A $300 million cultural and religious complex has opened in Toronto, designed by leading modern architects and showcasing one of the world’s top collections of Islamic art.
The Aga Khan Museum, housed in a structure designed by Pritzker Prize–winner Fumihiko Maki of Japan, shares a 17-acre site with Toronto’s Ismaili Center, which has a prayer hall crowned by a crystalline glass dome drawn up by Indian architect Charles Correa. It is the first museum devoted to Islamic art to open in North America.
Beirut-based landscape architect Vladimir Djurovic has created a formal Islamic garden between the two cream-colored stone-clad structures with reflecting pools and rows of flowering serviceberry trees. A “vision of paradise” is what Djurovic has said he aims for the minimalist garden to provide.
The museum’s location amidst suburban sprawl, a 20-minute drive northeast of central Toronto, is surprising and was not originally intended. The Aga Khan initially wished to locate the museum in London, but British authorities scuttled that plan in 2002. So instead of standing opposite the Houses of Parliament along the Thames River, it opened on September 18 encircled by beige-hued office and apartment blocks on the outskirts of Canada’s largest city.
The Aga Khan, the 77-year-old spiritual leader of the world’s some 16 million Shia Ismaili Muslims, is a billionaire who embodies the ideal of a modern, liberal Islam, and he directs the Geneva-based Aga Khan Development Network, which funds a variety of philanthropic projects throughout the developing world. His Turkish-Persian title means “lord and commander,” and he has also been a leading advocate of a new Islamic architecture, urban planning, and landscape design.
The museum contains over 1,000 artworks and artifacts dating back over 13 centuries and from throughout the Islamic world. It includes ceramics, metalwork, carpets, textiles, calligraphy, musical instruments, mosaics, paintings, and drawings. Highlights from the trove have been on traveling display in the past few years at the Louvre in Paris, the Hermitage in St. Petersburg, as well as museums in Madrid, Berlin, Istanbul, and Kuala Lumpur.
The core of the collection was assembled by Prince Sadruddin Aga Khan, uncle of the current Aga Khan and a former United Nations High Commissioner for Refugees. On the museum’s ground floor is a room with red carved wood cabinets showcasing an array of Islamic ceramics that partially replicates a Persian-themed chamber in the Chateau de Bellerive in Geneva where Prince Sadruddin lived until his death in 2003.
The museum’s director, Henry Kim, said that the museum aims to emphasize the interconnection of Islam with other cultures throughout the religion’s history. In December, it will present an exhibition devoted to the shipwreck of an Arab dhow found off Indonesia’s Belitung Island.
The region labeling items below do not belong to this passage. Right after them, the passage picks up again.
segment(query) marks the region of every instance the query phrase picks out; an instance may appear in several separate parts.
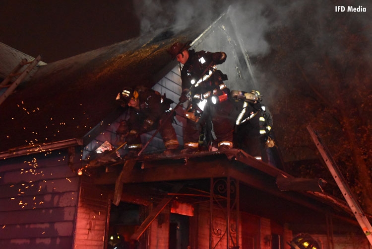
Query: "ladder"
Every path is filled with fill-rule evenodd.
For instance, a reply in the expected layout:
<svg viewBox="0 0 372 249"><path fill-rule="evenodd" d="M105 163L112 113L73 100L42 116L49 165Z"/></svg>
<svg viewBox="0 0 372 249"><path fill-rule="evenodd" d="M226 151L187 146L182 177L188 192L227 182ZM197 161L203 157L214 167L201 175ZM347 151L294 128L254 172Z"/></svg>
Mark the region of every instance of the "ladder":
<svg viewBox="0 0 372 249"><path fill-rule="evenodd" d="M310 136L311 136L312 140L316 146L319 152L320 153L323 160L324 160L328 169L337 184L338 188L341 190L342 195L345 198L350 207L350 209L353 212L353 214L357 219L358 223L359 223L359 225L363 230L365 235L367 237L370 244L372 245L372 234L371 234L372 227L371 227L371 223L366 217L363 210L357 201L356 198L342 176L340 169L331 156L328 149L323 143L323 141L319 135L312 129L310 125L308 125L306 128L310 133Z"/></svg>
<svg viewBox="0 0 372 249"><path fill-rule="evenodd" d="M27 62L25 59L21 61L21 62L14 68L10 73L5 78L3 81L0 83L0 88L8 87L6 90L1 96L0 96L0 105L7 98L15 89L15 88L22 82L26 77L28 75L31 70L35 67L36 64L41 60L41 56L38 55L33 61ZM22 73L18 73L18 71L22 68L23 66L30 64L26 69ZM10 79L13 76L18 76L17 79L11 84L6 84L10 81Z"/></svg>

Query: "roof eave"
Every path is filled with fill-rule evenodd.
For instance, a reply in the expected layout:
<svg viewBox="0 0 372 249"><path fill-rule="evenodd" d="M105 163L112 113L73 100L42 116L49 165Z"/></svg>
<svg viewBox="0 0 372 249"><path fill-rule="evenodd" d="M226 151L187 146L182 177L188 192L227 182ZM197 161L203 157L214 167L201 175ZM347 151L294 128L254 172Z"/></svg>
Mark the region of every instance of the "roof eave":
<svg viewBox="0 0 372 249"><path fill-rule="evenodd" d="M82 146L83 140L77 138L67 139L48 144L43 143L10 149L0 152L0 160L20 157L36 153L64 149L72 146Z"/></svg>

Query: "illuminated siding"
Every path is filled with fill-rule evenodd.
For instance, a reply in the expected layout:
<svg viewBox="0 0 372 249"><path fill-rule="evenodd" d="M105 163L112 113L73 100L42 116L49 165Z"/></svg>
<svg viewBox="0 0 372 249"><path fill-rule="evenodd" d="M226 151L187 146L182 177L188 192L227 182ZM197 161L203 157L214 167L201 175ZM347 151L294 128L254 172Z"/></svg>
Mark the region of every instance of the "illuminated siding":
<svg viewBox="0 0 372 249"><path fill-rule="evenodd" d="M79 178L66 154L0 161L0 248L71 248Z"/></svg>

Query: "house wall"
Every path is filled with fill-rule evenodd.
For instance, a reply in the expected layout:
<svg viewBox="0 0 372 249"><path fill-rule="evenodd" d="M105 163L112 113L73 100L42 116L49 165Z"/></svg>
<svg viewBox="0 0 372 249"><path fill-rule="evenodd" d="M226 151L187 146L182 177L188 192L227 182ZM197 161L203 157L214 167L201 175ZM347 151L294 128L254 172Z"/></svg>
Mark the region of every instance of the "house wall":
<svg viewBox="0 0 372 249"><path fill-rule="evenodd" d="M79 179L66 150L0 161L0 248L71 248Z"/></svg>
<svg viewBox="0 0 372 249"><path fill-rule="evenodd" d="M109 195L92 184L82 181L76 216L74 249L103 249L108 212L110 212Z"/></svg>
<svg viewBox="0 0 372 249"><path fill-rule="evenodd" d="M353 233L344 235L333 235L334 247L328 245L327 235L311 234L322 249L370 249L371 246L365 236Z"/></svg>
<svg viewBox="0 0 372 249"><path fill-rule="evenodd" d="M167 206L151 223L149 249L169 249L170 212Z"/></svg>

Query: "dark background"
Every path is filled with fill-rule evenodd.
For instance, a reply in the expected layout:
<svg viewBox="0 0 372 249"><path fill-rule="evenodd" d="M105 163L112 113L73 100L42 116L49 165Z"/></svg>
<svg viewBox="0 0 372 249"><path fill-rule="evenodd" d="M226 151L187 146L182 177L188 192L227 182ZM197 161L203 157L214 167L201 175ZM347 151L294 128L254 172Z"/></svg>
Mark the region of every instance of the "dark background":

The vessel was carrying a rich cargo of goods from China, and the discovery of the wreckage in 1998 provides vivid evidence of intellectual and cultural exchange between Islam’s adherents and those of other religions.
Along with displaying ancient artifacts, the museum is committed to staging exhibitions of contemporary art. These will initially be organized on a country-by-country basis and the inaugural show of current work features six Pakistani artists whose work treats the theme of the garden.